Elke Heidenreich - Männer in Kamelhaarmänteln
Titel: Männer in Kamelhaarmänteln. Kurze Geschichten über Kleider und Leute
Autorin: Elke Heidenreich
Geburtsjahr: 1943
Nationalität: D
Verlag: Hanser
Seiten: 224
Elke Heidenreich schreibt über Kleider und Anekdoten, die sich daraus entspinnen können. Da ist ein jägergrünes Jackett mit Goldknöpfen, das die aufkeimende Verliebtheit sofort erstickt, da ist eine ganze Armee an Anzugshosen, die der geprellten Ehefrau zum Opfer fällt und da ist ein Duchessekleid, das die 16jährige Elke zur Königin Viktoria des Abschlussballs werden lässt. Einige der «kurzen Geschichten über Kleider und Leute» sind autobiografisch, andere scheinen reine Fiktion zu sein. Doch sind die Anekdoten wirklich so tiefgründig, wie der Verlag sie auf dem Klappentext verkauft? Oder handelt es sich hier eher um schnell aufs Papier geworfene Banalitäten?
Sara
Pro
Unterhaltsam erzählt Elke Heidenreich über Kleider und die Menschen, die in ihnen stecken. Ihr neustes Werk ist ein Potpourri mit zahlreichen Geschichten, die über die Mode und das Leben erzählen. Manche dieser Stories sind sehr kurz, manche etwas länger, aber alle sind kurzweilig. Häufig geht es um berühmte Leute, von denen die Autorin die eine oder den anderen näher kennt (oder eben auch gerade nicht). Meine Klatschblättchenbegeisterung wurde geweckt – ihr zu frönen machte bei der Lektüre grossen Spass.
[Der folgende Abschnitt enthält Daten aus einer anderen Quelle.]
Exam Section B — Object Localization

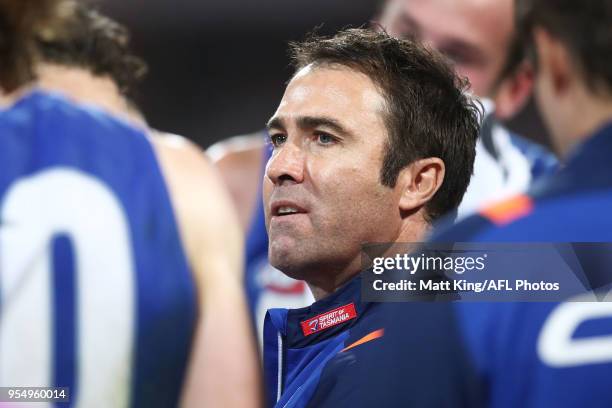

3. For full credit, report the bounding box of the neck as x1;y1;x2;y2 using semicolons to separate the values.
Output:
558;87;612;156
305;210;430;301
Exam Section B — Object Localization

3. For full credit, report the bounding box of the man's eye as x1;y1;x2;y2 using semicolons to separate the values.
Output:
315;133;336;145
270;133;287;147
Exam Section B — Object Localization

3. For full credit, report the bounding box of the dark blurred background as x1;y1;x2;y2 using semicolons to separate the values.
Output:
98;0;545;147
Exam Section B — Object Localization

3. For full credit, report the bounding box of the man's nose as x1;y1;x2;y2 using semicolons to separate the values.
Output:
266;142;305;185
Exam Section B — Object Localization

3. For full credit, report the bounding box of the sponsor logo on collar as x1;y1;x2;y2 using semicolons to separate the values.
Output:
300;303;357;336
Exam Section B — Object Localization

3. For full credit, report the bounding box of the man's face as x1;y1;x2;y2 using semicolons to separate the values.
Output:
263;66;399;280
380;0;513;97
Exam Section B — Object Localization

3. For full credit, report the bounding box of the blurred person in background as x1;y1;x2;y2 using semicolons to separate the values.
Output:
208;0;557;342
264;29;480;407
378;0;556;218
370;0;612;408
0;0;260;407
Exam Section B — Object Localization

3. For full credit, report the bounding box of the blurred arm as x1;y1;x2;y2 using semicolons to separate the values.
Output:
153;136;261;407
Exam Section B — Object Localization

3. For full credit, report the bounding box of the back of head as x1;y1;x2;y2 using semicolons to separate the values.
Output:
292;29;479;221
516;0;612;97
0;0;68;92
37;2;147;94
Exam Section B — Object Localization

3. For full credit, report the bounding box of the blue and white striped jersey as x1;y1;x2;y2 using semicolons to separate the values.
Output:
0;91;196;408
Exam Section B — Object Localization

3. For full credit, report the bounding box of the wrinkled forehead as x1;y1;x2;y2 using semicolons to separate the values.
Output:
283;64;386;114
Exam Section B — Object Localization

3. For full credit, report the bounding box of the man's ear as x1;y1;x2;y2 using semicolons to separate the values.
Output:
493;61;534;119
533;27;574;95
397;157;445;212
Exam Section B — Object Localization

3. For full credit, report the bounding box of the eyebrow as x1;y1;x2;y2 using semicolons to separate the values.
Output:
266;116;352;136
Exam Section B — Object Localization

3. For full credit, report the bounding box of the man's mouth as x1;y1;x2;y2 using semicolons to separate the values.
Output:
271;202;306;217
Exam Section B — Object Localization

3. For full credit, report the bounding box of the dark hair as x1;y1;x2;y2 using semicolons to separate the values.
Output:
515;0;612;95
291;29;480;221
38;2;147;94
0;0;65;92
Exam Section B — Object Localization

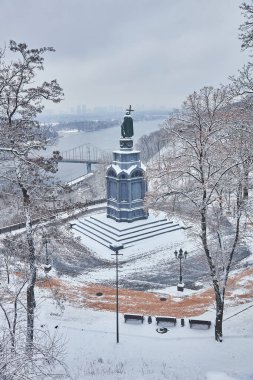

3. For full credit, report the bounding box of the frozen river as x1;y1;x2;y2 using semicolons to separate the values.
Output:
47;119;164;182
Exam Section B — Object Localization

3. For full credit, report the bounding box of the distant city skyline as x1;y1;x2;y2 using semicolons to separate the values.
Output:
0;0;248;114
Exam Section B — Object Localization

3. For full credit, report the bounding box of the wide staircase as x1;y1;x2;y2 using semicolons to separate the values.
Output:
71;215;185;248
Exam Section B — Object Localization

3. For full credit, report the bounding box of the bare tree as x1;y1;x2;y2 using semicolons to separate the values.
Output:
147;87;247;342
0;41;63;354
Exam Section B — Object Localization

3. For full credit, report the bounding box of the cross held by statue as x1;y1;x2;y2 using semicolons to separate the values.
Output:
126;104;134;115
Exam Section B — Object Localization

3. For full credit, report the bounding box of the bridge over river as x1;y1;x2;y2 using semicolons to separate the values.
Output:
60;144;112;173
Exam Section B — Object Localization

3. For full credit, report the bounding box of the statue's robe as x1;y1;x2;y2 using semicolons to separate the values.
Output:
121;116;134;137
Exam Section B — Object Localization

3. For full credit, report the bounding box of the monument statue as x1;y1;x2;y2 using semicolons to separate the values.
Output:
121;105;134;137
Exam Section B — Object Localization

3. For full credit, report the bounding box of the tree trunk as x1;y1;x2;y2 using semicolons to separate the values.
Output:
19;182;36;355
215;294;224;342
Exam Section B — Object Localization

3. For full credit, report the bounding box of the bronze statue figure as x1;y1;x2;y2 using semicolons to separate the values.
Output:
121;105;134;137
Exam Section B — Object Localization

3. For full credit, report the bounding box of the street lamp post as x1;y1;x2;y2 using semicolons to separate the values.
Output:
174;248;188;292
110;245;124;343
43;236;52;273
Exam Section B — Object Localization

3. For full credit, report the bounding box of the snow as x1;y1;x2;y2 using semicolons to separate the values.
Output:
37;300;253;380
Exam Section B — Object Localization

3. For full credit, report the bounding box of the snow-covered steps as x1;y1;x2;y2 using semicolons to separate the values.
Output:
72;214;184;247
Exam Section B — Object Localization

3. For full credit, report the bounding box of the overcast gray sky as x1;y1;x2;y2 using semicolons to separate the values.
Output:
0;0;247;112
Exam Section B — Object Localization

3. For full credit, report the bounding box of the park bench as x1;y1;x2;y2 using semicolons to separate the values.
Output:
156;317;177;326
189;319;211;329
124;314;144;323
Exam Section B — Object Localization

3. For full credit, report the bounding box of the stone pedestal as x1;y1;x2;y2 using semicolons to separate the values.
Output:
106;137;148;222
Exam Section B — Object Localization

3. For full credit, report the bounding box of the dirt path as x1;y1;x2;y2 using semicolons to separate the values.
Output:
37;268;253;318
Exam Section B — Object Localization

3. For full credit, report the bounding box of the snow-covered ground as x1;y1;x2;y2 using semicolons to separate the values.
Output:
37;300;253;380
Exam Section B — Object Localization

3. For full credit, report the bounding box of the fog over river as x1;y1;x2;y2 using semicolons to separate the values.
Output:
47;119;164;182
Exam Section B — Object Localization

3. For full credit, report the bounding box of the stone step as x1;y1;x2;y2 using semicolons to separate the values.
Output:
90;216;169;232
72;223;182;247
78;218;175;240
72;224;110;247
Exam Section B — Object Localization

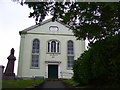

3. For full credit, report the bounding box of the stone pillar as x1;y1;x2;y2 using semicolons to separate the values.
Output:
0;65;4;76
4;48;16;77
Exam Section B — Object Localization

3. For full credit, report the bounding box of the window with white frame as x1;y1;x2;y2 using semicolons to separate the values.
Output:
67;40;74;68
31;39;40;67
48;40;60;53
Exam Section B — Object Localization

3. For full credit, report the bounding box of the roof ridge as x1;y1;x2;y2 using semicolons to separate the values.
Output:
19;18;69;35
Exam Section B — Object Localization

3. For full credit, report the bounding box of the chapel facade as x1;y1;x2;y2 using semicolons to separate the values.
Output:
17;19;85;78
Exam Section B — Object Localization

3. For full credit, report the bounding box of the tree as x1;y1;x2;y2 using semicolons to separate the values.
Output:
73;35;120;85
13;0;120;43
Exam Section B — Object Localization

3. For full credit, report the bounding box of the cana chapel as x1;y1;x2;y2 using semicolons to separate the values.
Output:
17;19;85;78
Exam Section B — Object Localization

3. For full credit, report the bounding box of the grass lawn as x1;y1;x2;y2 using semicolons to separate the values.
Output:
2;80;43;88
63;79;79;86
63;79;120;90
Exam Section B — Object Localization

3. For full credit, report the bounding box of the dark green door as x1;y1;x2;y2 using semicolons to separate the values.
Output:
48;65;58;78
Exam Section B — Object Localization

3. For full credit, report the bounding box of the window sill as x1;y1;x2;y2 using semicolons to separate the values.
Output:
46;52;61;54
67;67;73;70
30;67;40;69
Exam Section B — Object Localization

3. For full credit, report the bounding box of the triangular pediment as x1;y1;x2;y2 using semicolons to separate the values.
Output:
20;19;73;35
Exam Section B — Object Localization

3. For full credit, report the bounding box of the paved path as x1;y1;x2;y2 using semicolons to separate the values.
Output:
42;81;65;88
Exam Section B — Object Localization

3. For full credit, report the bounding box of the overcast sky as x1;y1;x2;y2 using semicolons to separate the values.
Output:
0;0;35;74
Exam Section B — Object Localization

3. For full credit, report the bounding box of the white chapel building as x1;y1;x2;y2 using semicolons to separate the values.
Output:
17;19;85;78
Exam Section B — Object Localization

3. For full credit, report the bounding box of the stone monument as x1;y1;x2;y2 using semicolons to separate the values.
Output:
4;48;16;79
0;65;4;76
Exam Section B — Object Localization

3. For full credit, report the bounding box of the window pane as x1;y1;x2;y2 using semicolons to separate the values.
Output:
32;39;40;53
68;56;74;67
67;41;74;54
32;55;39;67
48;41;59;52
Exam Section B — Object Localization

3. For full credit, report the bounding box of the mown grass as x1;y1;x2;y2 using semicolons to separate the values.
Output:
2;80;43;88
63;79;79;86
63;79;120;90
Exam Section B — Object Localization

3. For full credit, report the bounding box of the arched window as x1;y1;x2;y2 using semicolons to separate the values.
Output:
31;39;40;67
48;40;59;53
67;41;74;54
67;40;74;68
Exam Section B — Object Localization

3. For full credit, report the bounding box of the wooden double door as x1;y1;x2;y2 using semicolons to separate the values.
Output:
48;65;58;78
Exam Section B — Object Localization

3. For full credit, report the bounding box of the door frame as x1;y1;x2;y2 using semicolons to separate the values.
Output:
45;61;61;78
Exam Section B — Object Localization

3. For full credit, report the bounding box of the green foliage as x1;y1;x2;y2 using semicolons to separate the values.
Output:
73;35;120;84
12;0;120;42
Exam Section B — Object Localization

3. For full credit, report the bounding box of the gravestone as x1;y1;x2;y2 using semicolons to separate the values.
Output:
4;48;16;79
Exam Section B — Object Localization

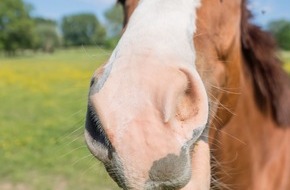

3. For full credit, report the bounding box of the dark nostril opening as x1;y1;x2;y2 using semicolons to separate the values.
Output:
86;105;113;156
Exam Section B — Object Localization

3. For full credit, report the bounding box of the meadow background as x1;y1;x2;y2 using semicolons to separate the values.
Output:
0;0;290;190
0;47;118;190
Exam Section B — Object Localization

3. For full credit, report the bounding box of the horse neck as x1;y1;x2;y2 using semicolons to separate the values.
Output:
116;0;200;64
211;62;290;190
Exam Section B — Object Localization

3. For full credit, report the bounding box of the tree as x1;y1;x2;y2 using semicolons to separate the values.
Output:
61;14;106;46
268;20;290;50
105;4;124;37
34;18;60;53
0;0;34;55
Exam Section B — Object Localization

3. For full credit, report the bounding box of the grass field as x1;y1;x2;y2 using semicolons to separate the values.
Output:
281;51;290;73
0;48;119;190
0;48;290;190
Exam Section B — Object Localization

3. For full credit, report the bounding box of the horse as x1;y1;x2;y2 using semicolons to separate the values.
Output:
85;0;290;190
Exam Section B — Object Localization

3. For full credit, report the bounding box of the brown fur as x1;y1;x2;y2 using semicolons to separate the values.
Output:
112;0;290;190
241;0;290;126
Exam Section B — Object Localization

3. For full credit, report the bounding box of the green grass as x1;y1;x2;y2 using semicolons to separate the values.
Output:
0;48;290;190
281;51;290;73
0;48;119;190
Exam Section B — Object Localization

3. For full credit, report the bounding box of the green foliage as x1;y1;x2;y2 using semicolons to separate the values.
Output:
268;20;290;50
0;0;34;55
34;18;60;53
105;4;124;37
61;14;106;46
0;48;119;190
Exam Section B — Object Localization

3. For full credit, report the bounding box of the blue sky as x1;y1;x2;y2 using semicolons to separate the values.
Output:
24;0;290;26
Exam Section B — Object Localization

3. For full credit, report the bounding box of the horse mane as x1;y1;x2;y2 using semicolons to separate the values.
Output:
241;0;290;126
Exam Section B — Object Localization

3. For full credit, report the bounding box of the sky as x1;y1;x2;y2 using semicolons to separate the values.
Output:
24;0;290;26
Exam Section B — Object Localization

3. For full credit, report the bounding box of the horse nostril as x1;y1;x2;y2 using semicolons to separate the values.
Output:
85;106;114;163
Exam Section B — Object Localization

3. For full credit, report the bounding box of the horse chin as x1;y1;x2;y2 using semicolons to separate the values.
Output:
85;121;210;190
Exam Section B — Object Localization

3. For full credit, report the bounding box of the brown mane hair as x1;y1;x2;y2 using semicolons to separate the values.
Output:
241;0;290;126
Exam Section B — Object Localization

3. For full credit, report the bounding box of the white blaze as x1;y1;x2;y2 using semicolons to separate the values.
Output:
97;0;200;91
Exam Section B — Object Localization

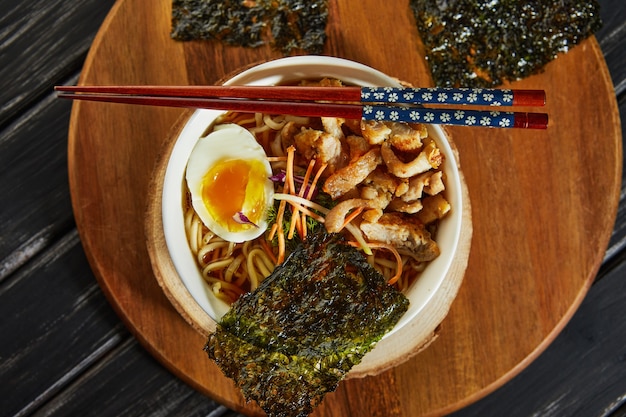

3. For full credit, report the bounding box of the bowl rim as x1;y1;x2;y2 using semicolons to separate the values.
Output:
161;56;464;338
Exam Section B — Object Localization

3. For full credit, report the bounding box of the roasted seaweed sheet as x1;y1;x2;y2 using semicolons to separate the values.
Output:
205;235;409;417
171;0;328;54
410;0;601;87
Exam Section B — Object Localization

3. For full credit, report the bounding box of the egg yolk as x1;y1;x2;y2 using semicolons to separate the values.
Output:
202;159;267;232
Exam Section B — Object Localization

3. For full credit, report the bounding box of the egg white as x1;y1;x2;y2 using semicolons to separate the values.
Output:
185;124;274;243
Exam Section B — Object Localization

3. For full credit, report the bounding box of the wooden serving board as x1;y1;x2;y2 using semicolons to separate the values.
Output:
69;0;622;417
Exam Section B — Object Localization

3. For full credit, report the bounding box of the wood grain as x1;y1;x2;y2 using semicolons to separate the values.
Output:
63;0;622;416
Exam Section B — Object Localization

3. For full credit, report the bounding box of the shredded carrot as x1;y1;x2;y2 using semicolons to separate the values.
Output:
267;223;278;240
301;211;307;240
298;159;315;197
261;234;278;265
276;201;287;264
267;156;287;162
285;145;296;193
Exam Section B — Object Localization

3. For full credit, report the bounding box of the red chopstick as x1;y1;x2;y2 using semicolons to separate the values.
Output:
55;85;546;107
56;86;548;129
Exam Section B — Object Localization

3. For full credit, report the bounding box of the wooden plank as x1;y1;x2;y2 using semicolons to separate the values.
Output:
0;92;74;281
0;0;115;127
0;231;125;415
70;0;621;416
605;96;626;261
29;339;235;417
451;252;626;417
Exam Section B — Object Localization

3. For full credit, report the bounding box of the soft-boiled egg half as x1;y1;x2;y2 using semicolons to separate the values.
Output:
185;124;274;242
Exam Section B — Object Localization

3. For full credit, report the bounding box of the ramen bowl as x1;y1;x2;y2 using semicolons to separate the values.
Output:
146;56;471;377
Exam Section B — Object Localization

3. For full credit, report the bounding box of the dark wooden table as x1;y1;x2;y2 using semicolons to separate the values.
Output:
0;0;626;417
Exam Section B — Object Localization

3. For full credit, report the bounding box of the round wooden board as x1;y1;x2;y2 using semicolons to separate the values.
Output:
68;0;622;417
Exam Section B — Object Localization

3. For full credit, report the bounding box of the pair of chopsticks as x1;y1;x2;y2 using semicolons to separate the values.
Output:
55;86;548;129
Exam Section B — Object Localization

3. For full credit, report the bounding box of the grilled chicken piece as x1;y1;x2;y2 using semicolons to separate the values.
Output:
389;123;428;151
323;149;382;199
360;213;439;261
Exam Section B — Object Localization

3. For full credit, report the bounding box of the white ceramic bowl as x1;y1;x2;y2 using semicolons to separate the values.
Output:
162;56;463;337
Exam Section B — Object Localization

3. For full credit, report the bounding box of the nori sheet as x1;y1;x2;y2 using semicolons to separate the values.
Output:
171;0;328;54
410;0;602;87
205;234;409;417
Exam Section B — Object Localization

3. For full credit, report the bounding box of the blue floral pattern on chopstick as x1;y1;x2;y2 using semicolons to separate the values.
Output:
362;105;515;128
361;87;513;106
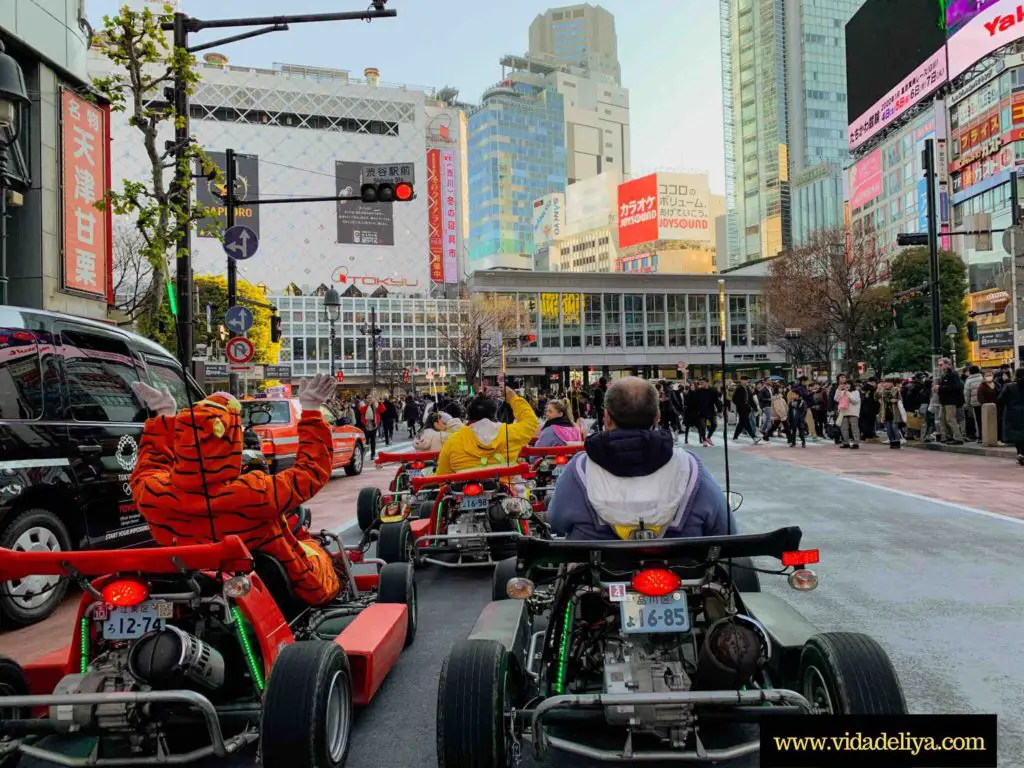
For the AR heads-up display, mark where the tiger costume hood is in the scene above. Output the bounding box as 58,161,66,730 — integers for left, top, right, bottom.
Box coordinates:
130,392,340,605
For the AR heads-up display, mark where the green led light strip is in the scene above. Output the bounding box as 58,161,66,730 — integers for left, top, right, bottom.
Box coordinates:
555,602,574,693
78,616,89,675
231,605,263,693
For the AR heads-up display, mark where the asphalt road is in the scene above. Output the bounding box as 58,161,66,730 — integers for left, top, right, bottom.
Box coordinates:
16,443,1024,768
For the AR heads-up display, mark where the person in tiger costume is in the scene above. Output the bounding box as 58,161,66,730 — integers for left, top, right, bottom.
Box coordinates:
130,375,340,605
Promi-Anekdoten, die mit gescheiten und unterhaltsamen Zitaten angereichert sind, gefallen mir.
Davon heben sich dann aber vor allem die autobiografischen Geschichten ab. Natürlich waren auch bei einigen dieser Episoden Promis dabei – unter ihnen Susan Sontag, T.C. Boyle und Karl Lagerfeld – diese verbindet sie dann aber immer mit berührenden Erzählsträngen.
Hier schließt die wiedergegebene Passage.